“No!” Zelda shouted. “I have more I wish to say.”
The witch stopped, his hands outstretched, and he looked to Delphine. Her eyebrow went up, and she nodded to the witch, who returned to his seat. “You are always free to speak, Zelda.”
“I want to stay with Melasina Cormier,” Zelda said clearly. “I prefer to be with the members of our coven rather than locked away in a crypt. I am always available to the leadership for anything they might need but I request that my resting place be one that I find more pleasing.”
“No,” Talia rose again. “This is not right! She’s a necromancer! The daughter of a filthy necromancer! How do none of you see it?” She threw her hands in the air.
“I would like to speak,” Jasper said.
Delphine frowned. “Is there anyone who doesn’t wish to speak at this very moment?”
Wisely, everyone remained silent.
She sighed. “What is it you feel you must say, Jasper?”
“I would like to refute Talia’s claims,” Jasper strode to the center of the room, standing about a foot from me. “We did, as she says, see Sariah Cormier seeking a corpse from a grave. And Sariah was exiled. But she is not dead. And Talia knows it.”
“He is mad,” Talia spat, crossing her arms.
Jasper looked to the left, and the hooded figure that was sitting next to him stood, and drew back the hood.
“I am Sariah Cormier,” my mother said in a soft voice. “And I’m very much alive.”
There was a moment of silence, and then the room burst into noise so loud that I wanted to cover my ears. But I only had eyes for my mother.
She stepped out from the second row of seats and came over to me. “Is it really you, Mellie?” she asked softly.
I took her outstretched hands in my own. “Is it really you?”
Tears fell down her cheeks as she nodded.
“How?” I asked.
“Jasper found me,” she said, turning to smile at Jasper.
“Jasper, explain yourself,” Delphine said loudly.
I pulled my mother close, putting my arm around her waist and standing over Zelda’s reliquary. The feeling in the room was high, and I didn’t want her getting knocked around or stepped on.
“Well, I didn’t see that coming,” Zelda said. “Is that really Momma Grave Digger?”
“Zelda!” I said. “Not the time!” I looked up to see Delphine watching me, rather than Jasper. I smiled, hoping I wasn’t making my situation worse.

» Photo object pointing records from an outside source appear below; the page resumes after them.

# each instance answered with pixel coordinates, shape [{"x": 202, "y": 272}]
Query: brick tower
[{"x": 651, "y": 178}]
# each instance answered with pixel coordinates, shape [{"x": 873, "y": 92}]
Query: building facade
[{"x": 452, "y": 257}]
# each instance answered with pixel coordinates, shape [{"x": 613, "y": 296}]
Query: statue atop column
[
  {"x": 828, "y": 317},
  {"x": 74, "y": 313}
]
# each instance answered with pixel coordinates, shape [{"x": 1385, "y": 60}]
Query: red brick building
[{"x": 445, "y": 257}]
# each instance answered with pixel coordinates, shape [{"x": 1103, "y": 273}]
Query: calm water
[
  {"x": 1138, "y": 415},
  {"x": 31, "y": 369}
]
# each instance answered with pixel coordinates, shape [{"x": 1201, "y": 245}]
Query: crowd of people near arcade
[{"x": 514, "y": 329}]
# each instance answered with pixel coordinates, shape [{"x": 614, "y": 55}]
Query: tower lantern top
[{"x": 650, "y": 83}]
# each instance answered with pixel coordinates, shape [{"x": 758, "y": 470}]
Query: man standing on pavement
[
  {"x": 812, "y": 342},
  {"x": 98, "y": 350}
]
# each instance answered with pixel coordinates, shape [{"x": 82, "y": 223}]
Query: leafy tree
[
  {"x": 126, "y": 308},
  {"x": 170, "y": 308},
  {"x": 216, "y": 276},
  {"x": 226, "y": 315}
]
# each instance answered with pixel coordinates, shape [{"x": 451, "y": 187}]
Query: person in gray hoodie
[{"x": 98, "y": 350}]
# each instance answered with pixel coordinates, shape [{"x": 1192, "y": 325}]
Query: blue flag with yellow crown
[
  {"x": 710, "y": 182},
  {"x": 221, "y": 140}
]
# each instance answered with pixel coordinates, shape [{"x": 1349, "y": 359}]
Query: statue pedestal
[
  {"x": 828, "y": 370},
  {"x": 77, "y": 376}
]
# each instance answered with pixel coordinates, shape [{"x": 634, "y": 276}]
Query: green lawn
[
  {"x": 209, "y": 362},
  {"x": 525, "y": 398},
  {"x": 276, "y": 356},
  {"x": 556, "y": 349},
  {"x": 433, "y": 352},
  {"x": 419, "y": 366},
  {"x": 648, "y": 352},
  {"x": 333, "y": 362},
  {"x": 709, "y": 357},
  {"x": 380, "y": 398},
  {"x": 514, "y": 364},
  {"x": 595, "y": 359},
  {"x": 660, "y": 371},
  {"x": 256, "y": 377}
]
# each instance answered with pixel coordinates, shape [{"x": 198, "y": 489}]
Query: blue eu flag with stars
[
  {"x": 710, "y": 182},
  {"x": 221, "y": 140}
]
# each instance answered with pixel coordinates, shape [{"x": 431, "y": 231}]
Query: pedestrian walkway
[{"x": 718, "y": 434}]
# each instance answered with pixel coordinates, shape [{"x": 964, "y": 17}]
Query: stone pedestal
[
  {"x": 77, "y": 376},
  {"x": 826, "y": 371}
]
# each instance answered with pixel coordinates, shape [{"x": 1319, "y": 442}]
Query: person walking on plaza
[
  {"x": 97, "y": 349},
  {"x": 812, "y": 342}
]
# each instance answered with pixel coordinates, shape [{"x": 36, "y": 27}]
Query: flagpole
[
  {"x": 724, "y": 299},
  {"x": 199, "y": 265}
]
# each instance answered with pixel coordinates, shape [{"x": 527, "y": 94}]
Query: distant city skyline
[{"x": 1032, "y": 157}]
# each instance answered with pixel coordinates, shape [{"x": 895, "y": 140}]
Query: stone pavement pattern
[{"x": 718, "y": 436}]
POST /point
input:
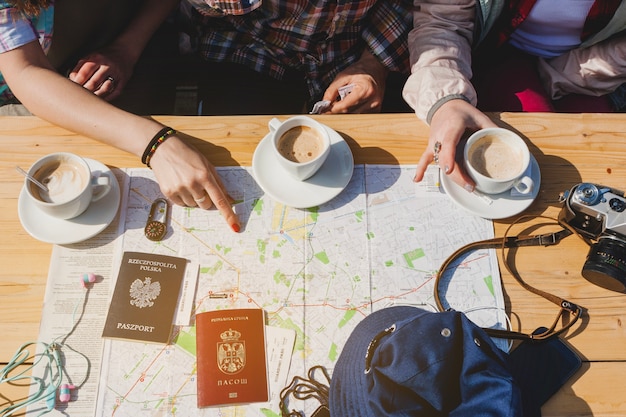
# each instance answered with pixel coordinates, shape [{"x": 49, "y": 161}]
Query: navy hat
[{"x": 404, "y": 361}]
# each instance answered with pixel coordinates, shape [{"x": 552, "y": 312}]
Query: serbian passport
[
  {"x": 231, "y": 357},
  {"x": 145, "y": 297}
]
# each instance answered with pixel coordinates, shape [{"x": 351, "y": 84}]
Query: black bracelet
[{"x": 158, "y": 138}]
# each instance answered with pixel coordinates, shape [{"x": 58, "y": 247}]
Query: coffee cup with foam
[
  {"x": 497, "y": 159},
  {"x": 71, "y": 185},
  {"x": 301, "y": 145}
]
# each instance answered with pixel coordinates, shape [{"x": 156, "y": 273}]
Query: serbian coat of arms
[{"x": 231, "y": 352}]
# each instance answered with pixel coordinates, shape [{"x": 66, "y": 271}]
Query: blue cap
[{"x": 402, "y": 361}]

“I found notes in the Cormier file,” Jasper was saying. “Initially, I had no doubts of Sariah’s guilt. I followed her that night. I saw her,” he looked over to me, and I could see the apology in his eyes.
He’d seen her? He followed her? He’d said that before, but his words sunk in now.
“But in the last three years, there have been two reports of witches in our coven who felt they saw Sariah in Arkansas. Both were dismissed, with no reports of follow-up. I also found an address in the back of the file. In Arkansas.” The room went still.
“I asked Talia about it, and she claimed no knowledge. So I went to Arkansas, and found Sariah Cormier, living at the address listed in the file. When I found Sariah, she didn’t recognize her name. I convinced her to come back with me, since my magic is still not working correctly and asked a friend to search her memory, to see if she’d been living under a spell. And she was. A spell put on her by Talia Dumond.”
“What? You’d believe that filthy woman over me?” Talia shouted. “What in the world would I gain by casting a spell over her?”
“It wasn’t what you gained,” Mom said. “It was about taking away from me. You wanted Marshall. But he chose me. And even after ten years, after we’d built a life, had a child together, you couldn’t let it go.”
“What are you inferring, Sariah?” Delphine asked.
“I’m not inferring anything. I’m stating a fact. Talia Dumond used magic against me. She enchanted me so that I would behave in a manner that would insure my exile. And then she took my memory, and let my husband and daughter believe that I was dead.”